Kings calm as history beckons

Published Jun. 6, 2012 1:00 a.m. ET

Darryl Sutter broke stride Tuesday, as the Los Angeles Kings coach had a lengthy chat with reporters — exchanges that included what he was doing (shoveling out a barn) when the team inquired about his services last December.

The usually succinct Sutter had been as stingy with verbiage as his goalie, Jonathan Quick, has been in net against the New Jersey Devils in the Final, which resumes Wednesday night at Staples Center with L.A. leading 3-0.

Sutter's sudden loquaciousness (well, relatively) was about the only change evident Tuesday at the team’s practice facility on the eve of the Kings’ first attempt to clinch their first Stanley Cup.

“So how confident am I?” Sutter quipped when asked about his team’s poise entering Game 4. “I mean, I don't lack in that area and our team certainly doesn't.”

There hasn’t been much deviation from Sutter’s workmanlike approach, a trait his players not only have adopted on the ice — like how readily they're willing to block shots — but also in their tone off the ice.

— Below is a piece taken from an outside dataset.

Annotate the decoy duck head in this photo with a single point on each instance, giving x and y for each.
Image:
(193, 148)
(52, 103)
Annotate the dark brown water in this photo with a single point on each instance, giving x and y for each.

The Kings haven’t uttered anything near something that could be used as bulletin-board material, nor have they really acknowledged that they could be as few as three periods from sipping champagne.

“Just trying to win a hockey game,” Quick said. “Same thing we've been doing for about eight months now. We're going to continue to try to do that.”

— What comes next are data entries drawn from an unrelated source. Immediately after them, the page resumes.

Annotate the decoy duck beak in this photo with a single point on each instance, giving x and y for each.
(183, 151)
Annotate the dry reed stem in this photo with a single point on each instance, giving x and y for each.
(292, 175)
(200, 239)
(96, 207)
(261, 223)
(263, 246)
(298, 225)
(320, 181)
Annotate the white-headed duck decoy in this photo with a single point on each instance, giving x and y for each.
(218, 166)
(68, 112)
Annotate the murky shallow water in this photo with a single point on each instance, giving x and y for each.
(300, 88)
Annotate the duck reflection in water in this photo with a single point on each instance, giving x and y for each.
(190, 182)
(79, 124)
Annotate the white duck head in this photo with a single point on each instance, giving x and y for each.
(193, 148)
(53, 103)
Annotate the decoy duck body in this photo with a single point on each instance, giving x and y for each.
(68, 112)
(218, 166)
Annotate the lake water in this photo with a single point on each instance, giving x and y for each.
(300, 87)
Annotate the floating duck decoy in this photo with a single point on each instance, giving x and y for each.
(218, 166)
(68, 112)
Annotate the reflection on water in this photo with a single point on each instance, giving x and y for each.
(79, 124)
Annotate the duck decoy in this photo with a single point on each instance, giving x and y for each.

There’s no acknowledgement, there's just what the Kings have already accomplished, and what a win in Game 4 could mean. That list includes:

* The Kings are only the second eighth seed to advance to the Final (Edmonton in 2006 was the other) and also the first to eliminate a conference No. 1 and No. 2 in the process.

* Setting a record of 10 consecutive road wins and equallng the record for most road wins in one playoff season overall.

* The Kings have yet to trail in the finals, and have been behind in their 17 playoff games all of 137 minutes, 1 second.

* Los Angeles was the first team to start each of the three playoff rounds 3-0, including Monday's 4-0 victory over the Devils in Game 3.

* A victory in Game 4 would pull the Kings even with the 1988 Edmonton Oilers — a team with six Hall of Famers, including Kings great Wayne Gretzky — for the best record in the playoffs at 16-2.

“Can't get too excited, look too far ahead,” Kings forward Jarret Stoll said. “You have to stay in the moment and play the game.”

The Kings have been vulnerable is in Game 4s this postseason.

“We haven't been very good in these situations,” forward Mike Richards said. “We're 1-2 when we're up in this situation. It's something we have to improve on, obviously. We still know that we can play better and be better. We're going to have to be, because they're going to bring it all.”

The Devils spoke Tuesday about having one goal: win to avoid becoming the first team to get swept since 1998. Win, and get the series back to Newark.

“It’s obviously tough when we don’t score,” said Devils forward Patrik Elias, whose team has scored only twice this series.

“We have to come out and create more quality opportunities and try to get a goal. We’re still in it. We’re still playing. We have nothing to lose tomorrow (Wednesday).”

Only one team in the final has come back from a 3-0 deficit (the 1942 Toronto Maple Leafs) in 25 total chances.

“We haven't talked about the statistics of the situation we're in,” Devils coach Peter DeBoer said. “Again, we feel we don't belong in the hole we're in right now based on the way we've played, but we are.”

It’s hard to tell at times that the Kings are on the other end of the equation, nary a mention of just how close the team is to grasping the Cup.

“We'll be ready,” Stoll said. “There's a lot at the end there to look forward to hopefully if we play the right way. I'm sure we'll talk a lot about it the next day and a half ... making sure we're playing the right way, having the right attitude (and) mindset.

"Can't get too excited, look too far ahead.”